Ce soir la nuit tombe sur une petite compagnie (à l’allure de la compagnie de l’Anneau !) qui a décidé de vivre une nuit d’adoration au Point-Cœur de Lviv. Nous sommes 9 : nos deux amies arrivées de Karkiv, Liena et Irina (presque deux vrais « hobbits » tant elles sont petites de taille par leur handicap mais si grandes de tout), et qui vont essayer de passer la frontière demain en Pologne ; Oleh avec sa tenue de militaire : avant de rejoindre son bataillon médical à Kiev cette nuit, il a tenu à nous saluer et à s’incliner devant l’hostie. Puis il y a Oksanna (qui a vécu au Point-Cœur il y a quelques années), elle n’a pu supporter de vivre seule les terribles premières heures de l’annonce de la guerre. Christina et Yara, deux jeunes étudiantes, fidèles amies qui viennent régulièrement participer à la nuit d’adoration mensuelle. Enfin André le frère de Sofia qui est la seule de ma communauté à être restée au Point-Cœur (les 3 autres ont pu rejoindre leur famille).
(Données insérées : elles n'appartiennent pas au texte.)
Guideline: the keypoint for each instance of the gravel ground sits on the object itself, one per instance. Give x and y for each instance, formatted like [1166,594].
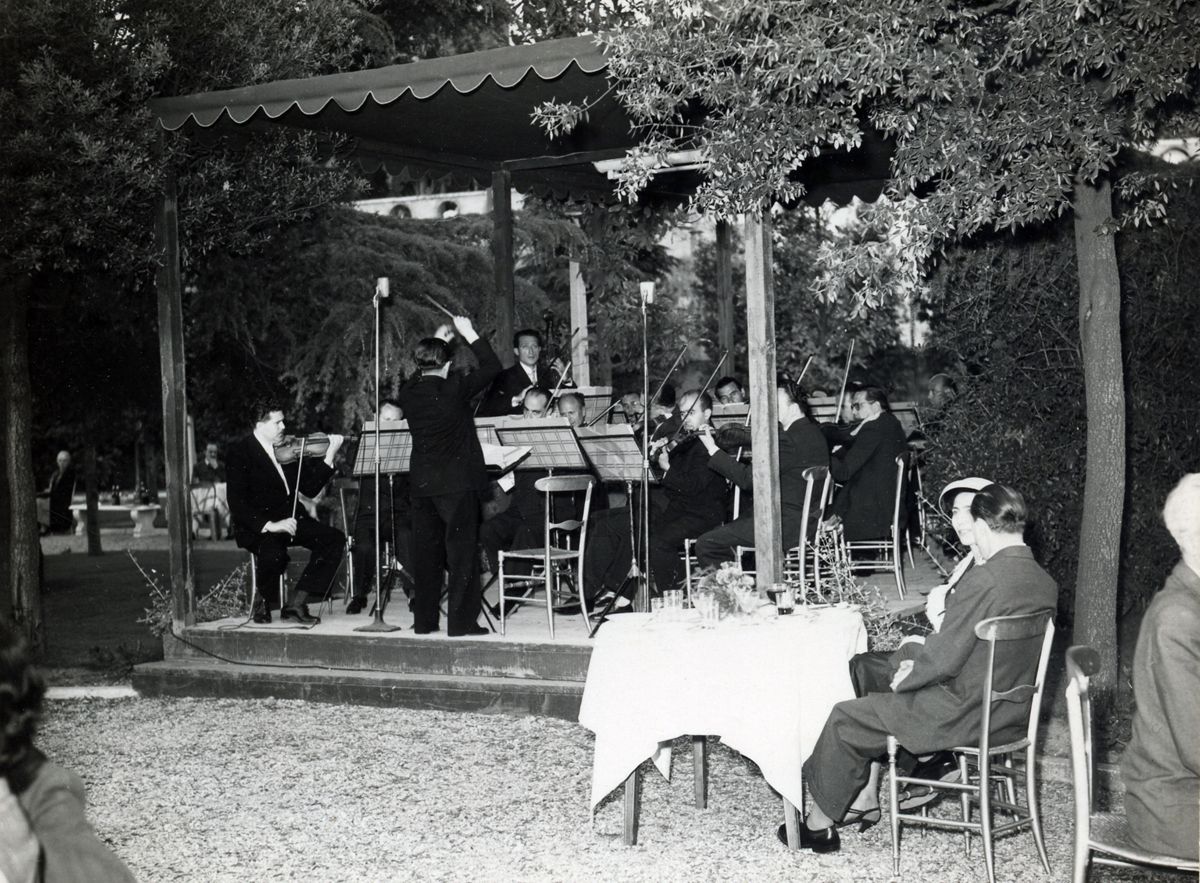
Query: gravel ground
[204,790]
Le père Alexandre est venu célébrer la messe et avant de partir à cause du couvre-feu, nous échangeons tous les nouvelles de ces dernières 48h autour d’un thé : l’exode de milliers de personnes, les bombardements, Kiev encerclé, l’est qui semble tomber, le courage des troupes ukrainiennes véritable David contre Goliath…
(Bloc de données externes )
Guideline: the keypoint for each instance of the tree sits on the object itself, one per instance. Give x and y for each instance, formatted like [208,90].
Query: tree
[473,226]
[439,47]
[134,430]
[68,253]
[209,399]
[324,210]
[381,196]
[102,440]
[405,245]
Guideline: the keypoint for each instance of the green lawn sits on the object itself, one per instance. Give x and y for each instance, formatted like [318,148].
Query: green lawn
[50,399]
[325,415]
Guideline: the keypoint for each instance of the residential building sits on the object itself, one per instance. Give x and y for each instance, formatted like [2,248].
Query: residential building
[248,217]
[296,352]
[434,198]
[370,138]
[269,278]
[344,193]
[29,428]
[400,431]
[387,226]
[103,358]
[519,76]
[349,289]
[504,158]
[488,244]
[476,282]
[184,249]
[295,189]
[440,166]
Photo: oeuvre « Mère, ne pleure pas ! »
Pas encore 48h que la terrible nouvelle de l’invasion russe nous est tombée dessus et il me semble déjà que cela fait si longtemps… Les premières peurs avec les hurlements des sirènes et surtout le choc de la nouvelle et tout ce que cela a de conséquences sur ce peuple déjà marqué par tant de souffrances…
Et puis tant de postures, de signes, de petites épiphanies, de gestes qui illuminent comme des étoiles ce ciel bien sombre:
- Sofia (mon petit soldat !) qui toujours avec son grand sérieux, prend en main les directives à prendre en cas de bombardement, fait quelques réserves de nourriture, se renseigne sur les possibilités de volontariat, où donner son sang… Le premier soir de l’annonce de la guerre, elle se met au piano jouant avec toute son âme des œuvres de Rachmaninov, Debussy et Chopin. Et surtout surtout, elle viendra prier avec moi alors que depuis si longtemps elle semble dire non au Seigneur…
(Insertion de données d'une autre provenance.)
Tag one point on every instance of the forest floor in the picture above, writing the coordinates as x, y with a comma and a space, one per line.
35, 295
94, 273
- La bienveillance toute nouvelle avec nos voisins (parfois si hostiles) : se retrouver tous ensemble dans la cave de l’immeuble a fait tomber bien des murs ! Même la voisine du dessous est venue participer à la messe ce soir.
- Grand ménage dans l’atelier : Ania a tenu à ce que nous préparions les lieux pour recevoir des familles de réfugiés. En passant par la cathédrale latine, j’ai vu que nos prêtres s’affairaient aussi à rendre accueillant le sous-sol…
- Les innombrables coup de fil des amis de toute l’Ukraine pour prendre des nouvelles des uns et des autres, pour s’aider, se soutenir avec toujours cette invitation incessante à prier, cette confiance que notre destin est dans les mains de Dieu…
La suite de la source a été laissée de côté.